Since, unlike Brennan, Arabic is the native language of the leaders of many — if not most — of these groups, their understanding and usage of the word has more credibility than his definition for the word.

Brennan may also need to explain the verses in the Quran that use the word “jahid” (An Arabic word that means to perform jihad) {At-Tauba [9:73]

9:73 O Prophet! (“jahid”) against the unbelievers and the hypocrites, and be cruel to them. Their abode is hell — an evil refuge indeed}.

Brennan must inform us if this meaning for jihad is also “to purify oneself or to wage or to wage a holy struggle for a moral goal.”

It would be better if Brennan avoided talking about jihad until reading enough about it, otherwise he'll give the audience selected information about the topic is unscientific and can be misleading. I was shocked with these comments about jihad as I assume that the president’s principal adviser on counterterrorism should have studied jihad meticulously as it represents the ideology that is used by the terrorists to justify their acts.

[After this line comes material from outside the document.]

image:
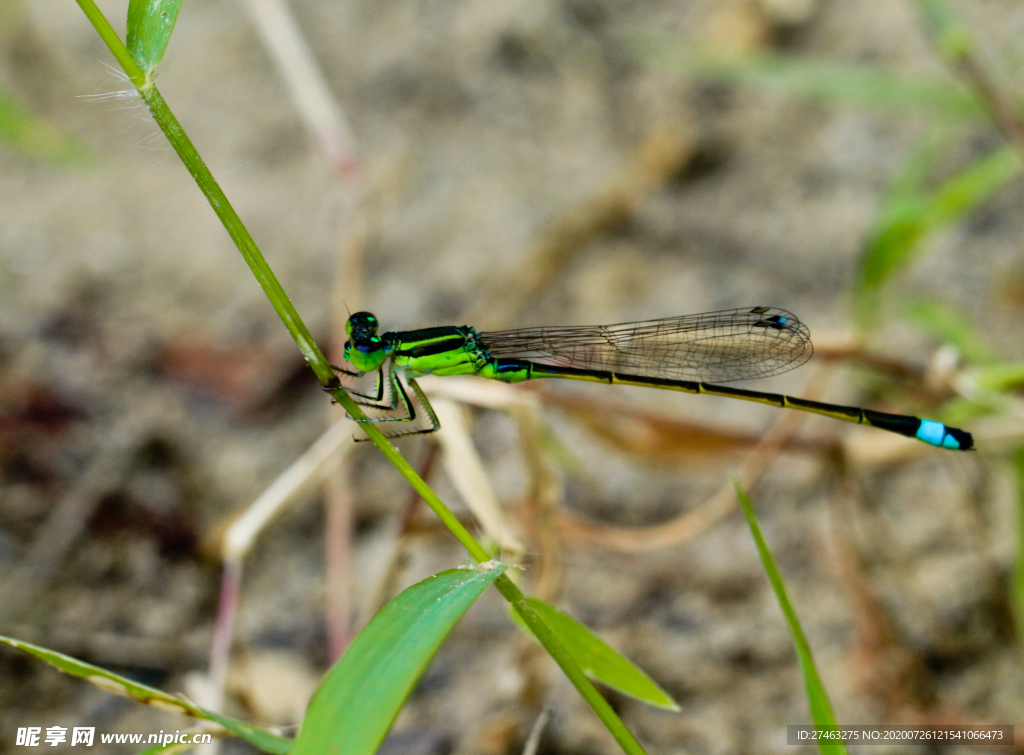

Pretending that jihad is only a peaceful concept jeopardizes our national security efforts simply because it is not predominantly taught in such a peaceful way.

For example, jihad is defined in several mainstream Islamic books including Minhaj Al-Muslim, which is written by one of the leading Islamic scholars in Saudi Arabia and published globally. It defines jihad in the following order:

1. Fighting the disbelievers;
2. Using violence against the sinners;
3. Resisting the devil; and
4. Resisting a person’s own desires.

The “wisdom behind jihad” as the book described (Vol 2 Page 167), is that Allah alone is worshiped. Interestingly, the book quoted many violent verses and hadith to support the violent meaning of jihad and on the contrary provided strong theological evidence that the hadith that supports a peaceful meaning of the word as a “weak” hadith or in other words ‘unbinding’ (Vol 2 Page: 167).

The assumption that jihad represents only a peaceful concept can be accepted only after the Muslim world changes the definition of the word in its mainstream Islamic books and clearly rejects the traditional violent interpretations of the word.

Ignoring the violent definitions of the word jihad to sugarcoat the meaning of the word is dangerous, as it limits our ability to know the facts and the true nature of the threat.